Isn't it awesome we don't have to see Ben Affleck in movies anymore? The medium-talent, cap-toothed tabloid bore has taken one giant leap for mankind, settling behind the camera for October's adaptation of Dennis Lehane's Gone Baby Gone. Even better: Ben's cast his infinitely more gifted kid brother Casey as the lead, playing a sleazy private investigator in this Boston-based potboiler about a missing child. The killer cast also includes Ed Harris, Morgan Freeman, '80s cop movie icon John Ashton and Kiss Kiss Bang Bang's secret weapon Michelle Monaghan. The early footage reeks of Mystic River, but as both pictures stem from Lehane's paperback Beantown despair, it feels like a fair steal for the former Bennifer.

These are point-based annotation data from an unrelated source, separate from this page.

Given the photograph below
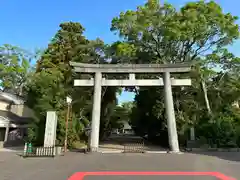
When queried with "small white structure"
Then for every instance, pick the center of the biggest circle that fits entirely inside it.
(14, 118)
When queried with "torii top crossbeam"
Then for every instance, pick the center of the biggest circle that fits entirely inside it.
(130, 68)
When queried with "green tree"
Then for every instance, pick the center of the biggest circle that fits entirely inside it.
(14, 69)
(197, 33)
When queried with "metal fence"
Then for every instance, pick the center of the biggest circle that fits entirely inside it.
(30, 151)
(134, 146)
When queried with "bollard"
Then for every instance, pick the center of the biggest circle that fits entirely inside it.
(25, 149)
(29, 148)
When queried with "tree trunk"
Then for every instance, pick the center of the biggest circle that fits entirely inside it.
(204, 88)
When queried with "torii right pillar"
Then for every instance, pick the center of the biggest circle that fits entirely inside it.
(171, 120)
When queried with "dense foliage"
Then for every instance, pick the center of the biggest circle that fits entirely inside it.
(198, 33)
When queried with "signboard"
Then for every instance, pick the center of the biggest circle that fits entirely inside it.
(50, 129)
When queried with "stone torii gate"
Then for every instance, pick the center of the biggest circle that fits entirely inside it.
(98, 81)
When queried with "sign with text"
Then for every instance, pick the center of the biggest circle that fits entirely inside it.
(50, 129)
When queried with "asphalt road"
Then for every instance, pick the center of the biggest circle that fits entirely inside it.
(13, 167)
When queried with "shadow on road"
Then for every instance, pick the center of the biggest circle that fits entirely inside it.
(230, 156)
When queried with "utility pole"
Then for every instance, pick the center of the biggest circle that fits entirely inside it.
(69, 101)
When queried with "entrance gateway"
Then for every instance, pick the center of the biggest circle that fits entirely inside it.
(98, 81)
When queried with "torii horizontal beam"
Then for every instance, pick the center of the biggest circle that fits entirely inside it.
(132, 82)
(130, 68)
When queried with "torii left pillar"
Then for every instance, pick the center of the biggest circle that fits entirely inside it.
(96, 112)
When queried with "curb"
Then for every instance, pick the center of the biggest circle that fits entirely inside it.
(212, 150)
(146, 152)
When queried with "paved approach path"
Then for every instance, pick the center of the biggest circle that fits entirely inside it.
(13, 167)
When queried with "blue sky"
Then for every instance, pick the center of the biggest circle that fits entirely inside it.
(31, 24)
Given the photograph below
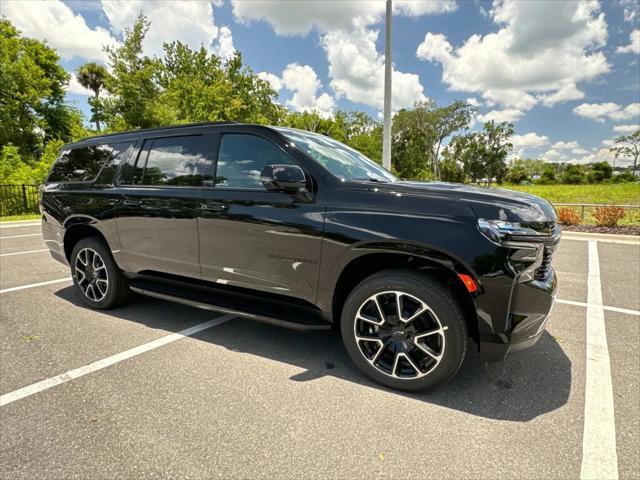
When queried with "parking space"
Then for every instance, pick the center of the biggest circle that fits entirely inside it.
(243, 399)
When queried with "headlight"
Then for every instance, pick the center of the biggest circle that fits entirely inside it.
(500, 230)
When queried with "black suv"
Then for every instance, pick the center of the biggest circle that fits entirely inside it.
(296, 229)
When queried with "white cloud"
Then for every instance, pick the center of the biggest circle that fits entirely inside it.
(565, 145)
(626, 129)
(569, 92)
(190, 22)
(299, 18)
(634, 44)
(506, 115)
(303, 82)
(55, 22)
(531, 139)
(631, 9)
(540, 54)
(75, 87)
(357, 70)
(571, 152)
(223, 47)
(601, 111)
(274, 80)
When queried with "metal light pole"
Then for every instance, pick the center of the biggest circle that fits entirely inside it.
(386, 130)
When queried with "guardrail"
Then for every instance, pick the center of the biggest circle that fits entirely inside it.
(18, 199)
(584, 206)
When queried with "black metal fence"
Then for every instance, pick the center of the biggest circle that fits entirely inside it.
(18, 199)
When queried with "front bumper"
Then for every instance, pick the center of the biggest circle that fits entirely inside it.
(530, 305)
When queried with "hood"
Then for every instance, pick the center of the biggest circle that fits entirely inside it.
(488, 203)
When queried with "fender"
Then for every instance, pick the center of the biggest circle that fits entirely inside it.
(106, 228)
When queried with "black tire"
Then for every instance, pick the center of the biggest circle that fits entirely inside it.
(444, 314)
(116, 291)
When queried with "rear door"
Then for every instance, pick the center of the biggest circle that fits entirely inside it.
(254, 238)
(160, 188)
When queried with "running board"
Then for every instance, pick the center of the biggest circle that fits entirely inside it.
(231, 311)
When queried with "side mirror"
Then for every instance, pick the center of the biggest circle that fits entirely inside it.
(287, 178)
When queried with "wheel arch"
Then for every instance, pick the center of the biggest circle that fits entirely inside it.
(78, 228)
(437, 264)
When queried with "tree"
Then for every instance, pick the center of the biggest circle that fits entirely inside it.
(496, 148)
(548, 175)
(628, 146)
(468, 149)
(32, 90)
(134, 100)
(602, 171)
(93, 76)
(198, 86)
(483, 154)
(426, 127)
(517, 174)
(574, 175)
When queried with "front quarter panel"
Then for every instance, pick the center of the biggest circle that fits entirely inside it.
(369, 220)
(67, 205)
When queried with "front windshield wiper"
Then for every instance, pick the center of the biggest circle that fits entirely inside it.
(377, 180)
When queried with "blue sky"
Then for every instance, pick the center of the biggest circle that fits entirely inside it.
(565, 73)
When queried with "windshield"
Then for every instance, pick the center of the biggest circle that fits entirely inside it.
(342, 161)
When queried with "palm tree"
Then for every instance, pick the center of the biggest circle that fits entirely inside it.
(92, 76)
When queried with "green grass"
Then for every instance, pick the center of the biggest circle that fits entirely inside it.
(613, 194)
(12, 218)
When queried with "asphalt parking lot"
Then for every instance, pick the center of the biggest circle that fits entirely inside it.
(88, 394)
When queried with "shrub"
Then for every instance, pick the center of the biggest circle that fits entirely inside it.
(608, 216)
(568, 216)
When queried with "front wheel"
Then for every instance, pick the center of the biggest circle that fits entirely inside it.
(96, 276)
(404, 330)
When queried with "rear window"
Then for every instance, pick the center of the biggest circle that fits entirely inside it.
(80, 164)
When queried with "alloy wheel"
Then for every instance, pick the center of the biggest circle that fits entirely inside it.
(399, 335)
(91, 274)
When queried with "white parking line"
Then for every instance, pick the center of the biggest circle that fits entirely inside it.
(23, 225)
(106, 362)
(599, 456)
(628, 311)
(33, 285)
(23, 253)
(22, 236)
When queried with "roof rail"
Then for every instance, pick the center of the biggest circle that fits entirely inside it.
(168, 127)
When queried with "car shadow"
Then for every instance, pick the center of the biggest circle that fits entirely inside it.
(526, 385)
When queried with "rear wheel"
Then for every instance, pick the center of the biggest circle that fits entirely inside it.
(96, 276)
(404, 330)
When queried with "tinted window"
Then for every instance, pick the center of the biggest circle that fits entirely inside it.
(79, 164)
(242, 158)
(175, 161)
(110, 168)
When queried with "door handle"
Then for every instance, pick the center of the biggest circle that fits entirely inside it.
(214, 207)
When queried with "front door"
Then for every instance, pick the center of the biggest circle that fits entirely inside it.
(161, 188)
(254, 238)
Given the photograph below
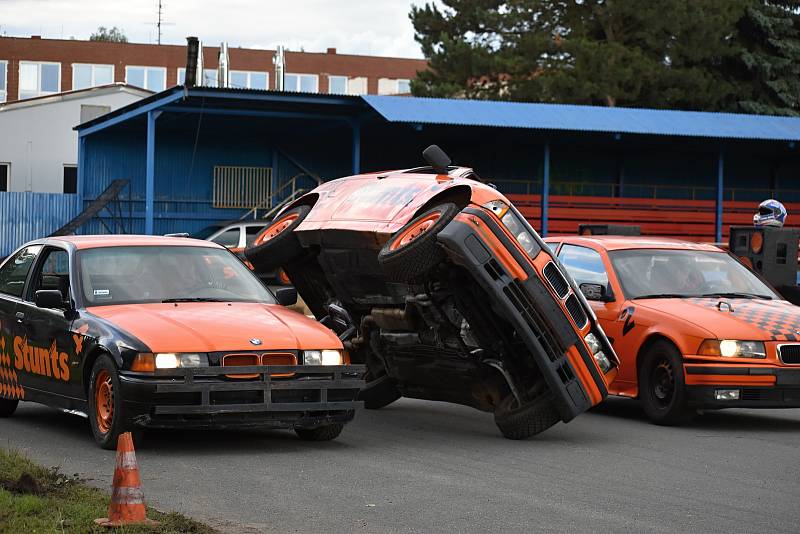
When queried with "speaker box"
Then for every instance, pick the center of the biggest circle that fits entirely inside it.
(609, 229)
(770, 251)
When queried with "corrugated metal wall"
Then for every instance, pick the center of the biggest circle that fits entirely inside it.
(27, 216)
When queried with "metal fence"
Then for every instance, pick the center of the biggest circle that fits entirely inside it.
(27, 216)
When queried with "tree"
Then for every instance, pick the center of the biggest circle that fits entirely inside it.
(112, 35)
(769, 64)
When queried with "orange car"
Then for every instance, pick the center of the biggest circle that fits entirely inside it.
(693, 327)
(143, 332)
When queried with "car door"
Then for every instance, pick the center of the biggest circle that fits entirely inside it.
(54, 360)
(13, 275)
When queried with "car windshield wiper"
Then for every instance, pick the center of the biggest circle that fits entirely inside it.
(737, 295)
(194, 299)
(662, 296)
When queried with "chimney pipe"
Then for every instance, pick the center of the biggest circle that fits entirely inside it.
(223, 78)
(280, 67)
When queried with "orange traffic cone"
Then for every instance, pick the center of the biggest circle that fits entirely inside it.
(127, 500)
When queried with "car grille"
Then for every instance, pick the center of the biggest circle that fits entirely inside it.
(790, 354)
(556, 279)
(576, 311)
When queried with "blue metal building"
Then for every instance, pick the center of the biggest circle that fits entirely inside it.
(171, 146)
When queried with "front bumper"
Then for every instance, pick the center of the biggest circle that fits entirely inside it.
(204, 398)
(758, 386)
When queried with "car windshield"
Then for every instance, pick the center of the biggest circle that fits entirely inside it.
(653, 273)
(147, 274)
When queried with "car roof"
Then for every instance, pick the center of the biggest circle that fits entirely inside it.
(100, 241)
(617, 242)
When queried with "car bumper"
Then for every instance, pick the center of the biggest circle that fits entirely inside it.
(756, 386)
(528, 305)
(207, 398)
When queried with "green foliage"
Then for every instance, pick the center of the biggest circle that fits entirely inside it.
(687, 54)
(112, 35)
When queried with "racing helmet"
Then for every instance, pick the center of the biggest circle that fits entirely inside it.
(770, 213)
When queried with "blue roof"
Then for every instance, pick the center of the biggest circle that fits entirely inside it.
(585, 118)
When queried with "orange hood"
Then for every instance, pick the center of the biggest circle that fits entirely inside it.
(757, 320)
(218, 326)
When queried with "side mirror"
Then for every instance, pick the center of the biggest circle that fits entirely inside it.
(287, 296)
(49, 298)
(597, 292)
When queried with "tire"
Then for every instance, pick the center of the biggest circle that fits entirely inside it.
(662, 387)
(321, 433)
(8, 407)
(278, 245)
(413, 251)
(379, 393)
(106, 415)
(523, 422)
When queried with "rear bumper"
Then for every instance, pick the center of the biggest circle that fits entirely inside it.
(757, 386)
(529, 307)
(205, 398)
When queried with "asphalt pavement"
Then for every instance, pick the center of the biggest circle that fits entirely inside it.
(419, 466)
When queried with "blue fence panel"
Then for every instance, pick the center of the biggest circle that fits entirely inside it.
(27, 216)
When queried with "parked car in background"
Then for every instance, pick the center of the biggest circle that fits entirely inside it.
(444, 290)
(152, 332)
(693, 326)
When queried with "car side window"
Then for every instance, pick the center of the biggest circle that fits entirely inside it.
(584, 265)
(54, 273)
(15, 271)
(228, 238)
(252, 233)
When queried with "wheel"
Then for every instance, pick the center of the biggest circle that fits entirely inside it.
(662, 388)
(105, 404)
(8, 407)
(278, 244)
(321, 433)
(379, 393)
(520, 422)
(413, 251)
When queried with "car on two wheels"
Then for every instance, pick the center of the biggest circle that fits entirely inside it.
(444, 291)
(694, 328)
(151, 332)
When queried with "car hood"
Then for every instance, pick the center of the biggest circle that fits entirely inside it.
(761, 320)
(217, 326)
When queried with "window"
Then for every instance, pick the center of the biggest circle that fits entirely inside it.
(391, 86)
(70, 179)
(85, 75)
(14, 271)
(150, 78)
(584, 265)
(54, 273)
(249, 79)
(301, 83)
(337, 85)
(209, 77)
(37, 79)
(3, 81)
(229, 238)
(5, 171)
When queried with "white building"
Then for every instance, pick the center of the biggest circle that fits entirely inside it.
(39, 148)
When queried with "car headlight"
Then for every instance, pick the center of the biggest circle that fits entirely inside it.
(514, 225)
(732, 348)
(597, 351)
(322, 357)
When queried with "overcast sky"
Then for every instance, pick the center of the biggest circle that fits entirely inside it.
(372, 27)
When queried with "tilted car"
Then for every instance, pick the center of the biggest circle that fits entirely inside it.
(694, 328)
(445, 291)
(140, 331)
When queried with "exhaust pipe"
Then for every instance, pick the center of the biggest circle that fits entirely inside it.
(280, 67)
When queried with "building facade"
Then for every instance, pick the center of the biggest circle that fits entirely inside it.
(39, 148)
(32, 67)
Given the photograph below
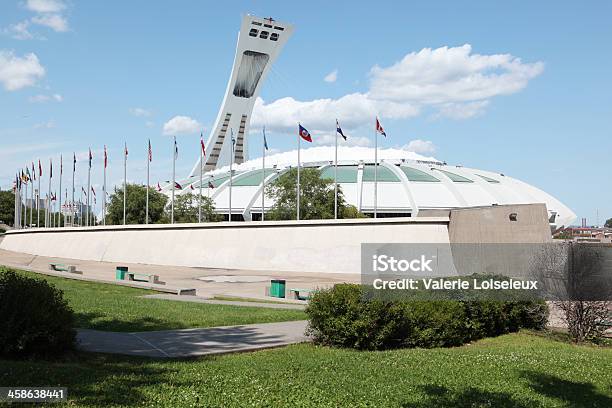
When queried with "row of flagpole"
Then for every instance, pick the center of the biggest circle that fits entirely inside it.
(303, 134)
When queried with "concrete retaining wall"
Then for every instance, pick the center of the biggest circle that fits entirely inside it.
(305, 246)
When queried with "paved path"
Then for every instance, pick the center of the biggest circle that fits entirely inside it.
(198, 299)
(194, 342)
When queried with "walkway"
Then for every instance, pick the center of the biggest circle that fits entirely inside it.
(194, 342)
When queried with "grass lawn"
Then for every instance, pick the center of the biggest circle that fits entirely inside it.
(515, 370)
(119, 308)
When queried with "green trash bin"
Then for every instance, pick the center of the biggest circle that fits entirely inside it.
(120, 272)
(277, 288)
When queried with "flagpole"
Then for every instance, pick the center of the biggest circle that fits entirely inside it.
(87, 222)
(148, 183)
(124, 182)
(201, 171)
(173, 181)
(72, 210)
(298, 180)
(231, 181)
(375, 173)
(60, 199)
(336, 175)
(263, 175)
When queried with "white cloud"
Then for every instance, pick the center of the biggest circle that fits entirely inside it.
(19, 31)
(56, 22)
(452, 81)
(181, 125)
(332, 76)
(420, 146)
(45, 6)
(140, 112)
(19, 72)
(454, 74)
(45, 98)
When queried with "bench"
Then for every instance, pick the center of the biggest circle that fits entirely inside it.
(143, 277)
(296, 293)
(62, 268)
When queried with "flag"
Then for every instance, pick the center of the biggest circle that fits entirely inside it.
(379, 128)
(339, 130)
(202, 145)
(304, 134)
(265, 140)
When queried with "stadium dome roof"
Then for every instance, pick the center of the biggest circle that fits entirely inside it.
(408, 184)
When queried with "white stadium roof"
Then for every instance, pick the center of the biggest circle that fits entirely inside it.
(407, 183)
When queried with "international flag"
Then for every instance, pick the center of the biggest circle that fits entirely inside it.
(379, 128)
(304, 134)
(265, 140)
(339, 130)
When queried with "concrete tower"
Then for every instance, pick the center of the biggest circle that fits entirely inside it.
(260, 40)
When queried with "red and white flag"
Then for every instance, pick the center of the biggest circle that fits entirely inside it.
(379, 128)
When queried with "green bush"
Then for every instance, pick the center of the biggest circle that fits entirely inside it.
(344, 316)
(35, 319)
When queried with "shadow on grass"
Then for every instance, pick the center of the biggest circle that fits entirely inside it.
(575, 394)
(99, 321)
(438, 397)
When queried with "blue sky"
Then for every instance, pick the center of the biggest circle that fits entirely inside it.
(521, 88)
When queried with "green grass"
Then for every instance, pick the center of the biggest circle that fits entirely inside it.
(119, 308)
(516, 370)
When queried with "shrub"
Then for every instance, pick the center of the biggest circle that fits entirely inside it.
(35, 319)
(344, 316)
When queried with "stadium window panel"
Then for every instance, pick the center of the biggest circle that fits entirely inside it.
(417, 175)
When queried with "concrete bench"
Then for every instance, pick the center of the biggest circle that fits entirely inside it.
(57, 267)
(143, 277)
(296, 293)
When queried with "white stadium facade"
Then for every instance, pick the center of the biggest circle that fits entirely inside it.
(409, 185)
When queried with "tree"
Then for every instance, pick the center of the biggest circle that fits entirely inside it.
(316, 198)
(186, 209)
(7, 207)
(136, 206)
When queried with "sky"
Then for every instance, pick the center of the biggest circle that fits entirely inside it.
(521, 88)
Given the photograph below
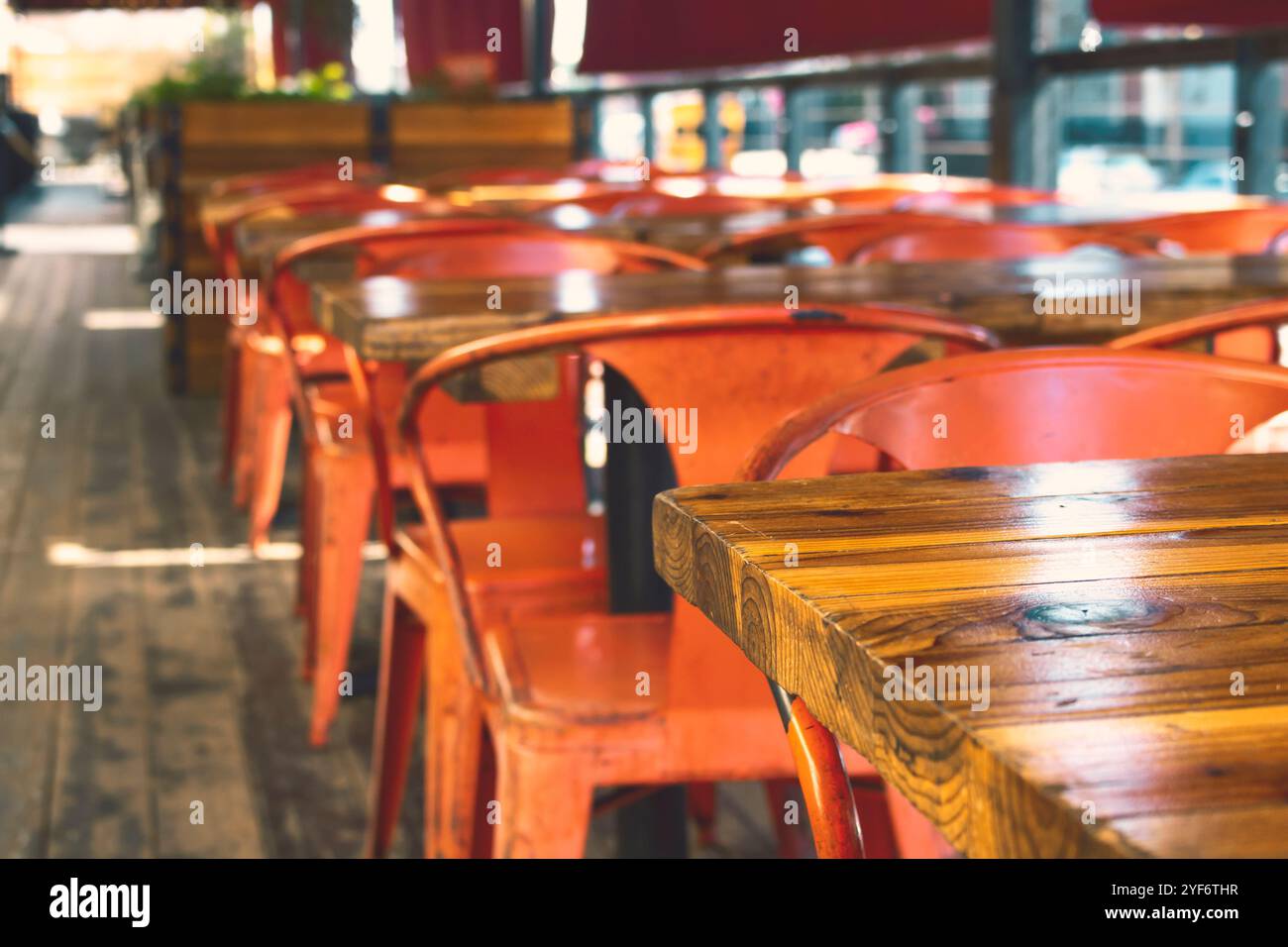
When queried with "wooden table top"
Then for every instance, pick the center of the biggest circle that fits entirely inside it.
(393, 318)
(1131, 616)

And finally, after years of wrangling and weirdly secretive festival screenings, all evidence seems to indicate Tony Kaye's mind-blowing abortion documentary Lake of Fire might finally find a commercial release this October. Kaye hasn't been heard from since helming American History X almost 10 years ago, after an embarrassingly public war of words revealed that Edward Norton's massive ego had elbowed the director clear out of the editing room--and this was way before such behavior became business as usual on Norton's pictures.

Decades in the making, and shot in shimmery black-and-white 35 mm, the gargantuan, two-and-a-half-hour Lake of Fire is by turns alarming, inspiring, confounding and just plain terrifying, tackling the nation's most violently divisive wedge issue while stubbornly refusing to editorialize or take any easy stand. It's the kind of picture that rattles your preconceptions and haunts your dreams. Like many of the movies unspooling this fall, this is one for the grownups.